The ‘Attention in Context’ study served over 128,000 ads to 4,400 volunteers in the UK, US, Canada and Australia. Responses were categorised into three levels of attention: active (eyes on the advert), passive (eyes on screen but not the ad) and non- (eyes on neither screen nor ad).
This data was collected using Amplified Intelligence’s attentionTRACE mobile app, which combines facial footage from phone cameras with metadata on viewability, scroll patterns, sound and phone orientation.
Video formats, encompassing interscroller, native video and native pre-roll adverts, drove average active attention of 2.73 seconds. That’s compared to MPU and native image ads at 1.5 seconds, then mobile banner and native mail ads at 0.6 seconds. However non-video interscroller adverts topped the rankings with 3.3 seconds active attention.
Eyes on video
Breaking down the video formats, video interscrollers scored highly at 3 seconds, followed by native video at 2.8 seconds. The study additionally showed that active attention decreases as video length increases; according to the survey, 15-second video ads delivered 2.8 times more active attention than 30-second videos.
Unsurprisingly, larger adverts garnered greater attention – from ads covering 80 percent of the screen driving 6.6 seconds average active attention, down to sub-10 percent screen coverage at 0.8 seconds.
The report also suggested that attention levels increase with age. In generational terms, Boomers responded best to interscrollers while Gen X seemed to favour video. Interscrollers also drove attention for Gen Z, with video falling just short of the minimum active attention threshold of 2.5 seconds.
Factors that showed no impact on attention levels included gender and time, with responses proving consistent across time of day and days of the week.
Last month VideoWeek reported on the growth of agencies (including Dentsu and Mediahub) building attention metrics into their buying processes. After all, attention-based targeting makes no use of third-party cookies or personal data, making it a valuable tool in a post-cookie landscape. But its complexity limits its potential as a currency to be used in ad buying, as Amplified Intelligence founder and CEO Karen Nelson-Field states: “Attention is neither a commodity nor a currency.”

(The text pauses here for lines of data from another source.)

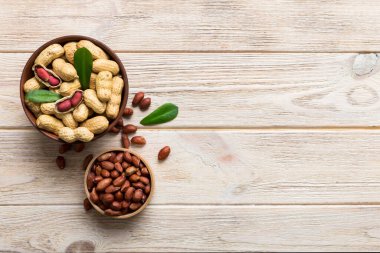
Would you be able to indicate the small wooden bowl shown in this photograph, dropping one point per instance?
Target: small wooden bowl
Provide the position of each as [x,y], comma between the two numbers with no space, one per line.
[27,73]
[152,184]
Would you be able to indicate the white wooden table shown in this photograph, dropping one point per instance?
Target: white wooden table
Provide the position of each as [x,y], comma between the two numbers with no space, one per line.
[276,148]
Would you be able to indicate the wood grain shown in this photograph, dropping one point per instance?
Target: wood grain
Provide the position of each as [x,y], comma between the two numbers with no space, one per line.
[239,90]
[208,167]
[284,25]
[182,229]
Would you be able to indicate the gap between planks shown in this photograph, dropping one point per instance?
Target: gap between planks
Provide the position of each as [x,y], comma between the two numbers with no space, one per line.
[244,129]
[217,51]
[211,206]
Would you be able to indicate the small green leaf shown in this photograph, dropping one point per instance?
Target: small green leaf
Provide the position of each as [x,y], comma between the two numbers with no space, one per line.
[162,114]
[83,65]
[42,96]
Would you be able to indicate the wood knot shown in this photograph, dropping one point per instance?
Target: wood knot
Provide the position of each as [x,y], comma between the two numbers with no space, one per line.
[81,247]
[362,96]
[364,64]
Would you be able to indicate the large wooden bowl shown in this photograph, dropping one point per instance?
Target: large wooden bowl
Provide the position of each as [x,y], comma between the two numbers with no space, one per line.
[152,183]
[27,73]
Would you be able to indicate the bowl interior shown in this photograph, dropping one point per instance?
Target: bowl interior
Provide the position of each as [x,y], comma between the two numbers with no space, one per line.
[27,73]
[152,183]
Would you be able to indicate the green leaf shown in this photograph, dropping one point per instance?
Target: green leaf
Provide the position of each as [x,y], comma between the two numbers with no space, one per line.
[162,114]
[83,65]
[42,96]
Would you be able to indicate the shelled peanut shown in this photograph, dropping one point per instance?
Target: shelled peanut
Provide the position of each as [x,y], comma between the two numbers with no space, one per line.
[118,183]
[92,109]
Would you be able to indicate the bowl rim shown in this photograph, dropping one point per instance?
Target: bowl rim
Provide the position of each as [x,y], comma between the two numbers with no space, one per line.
[152,183]
[63,40]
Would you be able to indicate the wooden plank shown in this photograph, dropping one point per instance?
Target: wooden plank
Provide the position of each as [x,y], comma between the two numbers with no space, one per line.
[284,25]
[239,90]
[208,167]
[182,229]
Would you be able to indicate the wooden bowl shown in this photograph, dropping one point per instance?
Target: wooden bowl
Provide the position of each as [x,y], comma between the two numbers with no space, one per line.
[152,184]
[27,73]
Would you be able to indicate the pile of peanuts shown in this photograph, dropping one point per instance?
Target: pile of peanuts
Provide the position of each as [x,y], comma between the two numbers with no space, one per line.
[79,115]
[118,183]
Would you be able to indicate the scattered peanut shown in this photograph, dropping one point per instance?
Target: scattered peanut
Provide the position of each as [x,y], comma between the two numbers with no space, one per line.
[96,124]
[64,70]
[128,129]
[70,135]
[113,105]
[64,148]
[144,104]
[125,141]
[137,98]
[128,112]
[105,65]
[164,153]
[49,123]
[78,147]
[49,54]
[138,140]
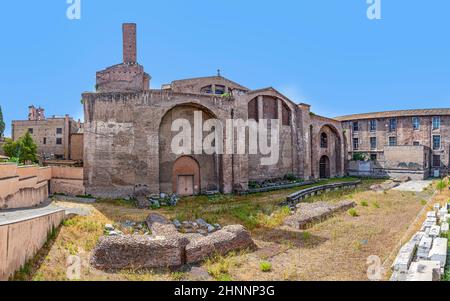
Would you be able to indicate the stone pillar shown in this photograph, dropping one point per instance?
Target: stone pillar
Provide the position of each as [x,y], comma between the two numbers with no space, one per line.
[129,43]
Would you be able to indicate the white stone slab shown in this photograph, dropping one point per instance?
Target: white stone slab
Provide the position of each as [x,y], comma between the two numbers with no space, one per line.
[435,231]
[445,228]
[417,238]
[424,271]
[404,258]
[439,251]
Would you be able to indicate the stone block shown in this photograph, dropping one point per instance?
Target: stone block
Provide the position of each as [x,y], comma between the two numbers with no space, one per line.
[439,251]
[405,257]
[424,271]
[136,252]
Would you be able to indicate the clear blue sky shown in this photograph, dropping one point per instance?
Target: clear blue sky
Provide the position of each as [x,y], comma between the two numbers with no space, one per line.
[323,52]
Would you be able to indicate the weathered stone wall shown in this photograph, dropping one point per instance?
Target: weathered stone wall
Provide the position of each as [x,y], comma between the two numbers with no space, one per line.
[405,134]
[76,147]
[20,241]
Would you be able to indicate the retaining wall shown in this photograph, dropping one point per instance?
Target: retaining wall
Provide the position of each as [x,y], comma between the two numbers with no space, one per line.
[20,241]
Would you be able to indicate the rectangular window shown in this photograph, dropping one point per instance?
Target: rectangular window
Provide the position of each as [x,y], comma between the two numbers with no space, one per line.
[373,143]
[436,161]
[373,125]
[436,123]
[392,141]
[416,123]
[436,142]
[392,124]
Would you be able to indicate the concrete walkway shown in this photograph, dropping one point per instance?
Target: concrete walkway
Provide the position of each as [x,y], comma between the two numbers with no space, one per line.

This is echoed by Dr. Alastair Goode, cognitive scientist at immersive research company Gorilla in the Room. “Attention cannot be traded,” he comments, “because we don’t know what it is.” Where the agencies are focusing their attention is gaze direction, fixation and dwell time, argues Goode. “If you can start linking those metrics to improvements and success, that can be traded.” That said, how long we spend on a complicated advert versus a simpler one builds further complications into the value of dwell time.
Even the concepts of active and passive attention are disputed, because they seem to imply active and passive processing – when processing naturally occurs after we have seen or heard something. “Attention really isn’t about processing,” notes Goode, “processing is the next step on.” The methodology supposes that looking at a screen implies passive attention to an advert somewhere on that screen, which suggests we are paying attention to our peripheral field of vision.

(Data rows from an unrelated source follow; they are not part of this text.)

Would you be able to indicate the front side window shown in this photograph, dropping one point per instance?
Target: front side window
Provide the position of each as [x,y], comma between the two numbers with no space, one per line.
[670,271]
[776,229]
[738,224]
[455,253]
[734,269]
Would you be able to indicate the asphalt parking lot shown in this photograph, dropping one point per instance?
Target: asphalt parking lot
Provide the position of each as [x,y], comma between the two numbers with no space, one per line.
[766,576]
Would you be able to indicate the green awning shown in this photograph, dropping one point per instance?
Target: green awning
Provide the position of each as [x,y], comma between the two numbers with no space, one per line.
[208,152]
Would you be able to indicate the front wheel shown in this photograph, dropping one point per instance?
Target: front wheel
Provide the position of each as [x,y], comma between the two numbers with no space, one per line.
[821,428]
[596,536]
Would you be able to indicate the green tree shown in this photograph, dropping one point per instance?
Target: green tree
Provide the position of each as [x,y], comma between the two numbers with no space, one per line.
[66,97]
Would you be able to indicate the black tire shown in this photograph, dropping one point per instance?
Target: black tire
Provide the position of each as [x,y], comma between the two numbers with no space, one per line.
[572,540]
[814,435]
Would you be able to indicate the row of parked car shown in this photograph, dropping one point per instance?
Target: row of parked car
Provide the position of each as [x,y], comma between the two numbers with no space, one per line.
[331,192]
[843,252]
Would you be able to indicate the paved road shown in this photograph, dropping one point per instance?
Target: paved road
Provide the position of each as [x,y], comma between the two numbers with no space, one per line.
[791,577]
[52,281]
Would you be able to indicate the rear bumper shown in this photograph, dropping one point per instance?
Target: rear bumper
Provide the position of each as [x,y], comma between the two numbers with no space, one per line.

Although methods of tracking attention are becoming more sophisticated, dwelling on gaze direction ultimately proves reductive. “Attention is being used as a shorthand for a measurement from some kind of eye tracker,” says Goode. “The point that actual human view is better than opportunity to see is a no-brainer. But then trying to claim that all attention is related to eyes on screen is just simply not true. And certainly auditory attention plays a massive role in what our brain perceives rather than what it chucks its sensory aperture at.”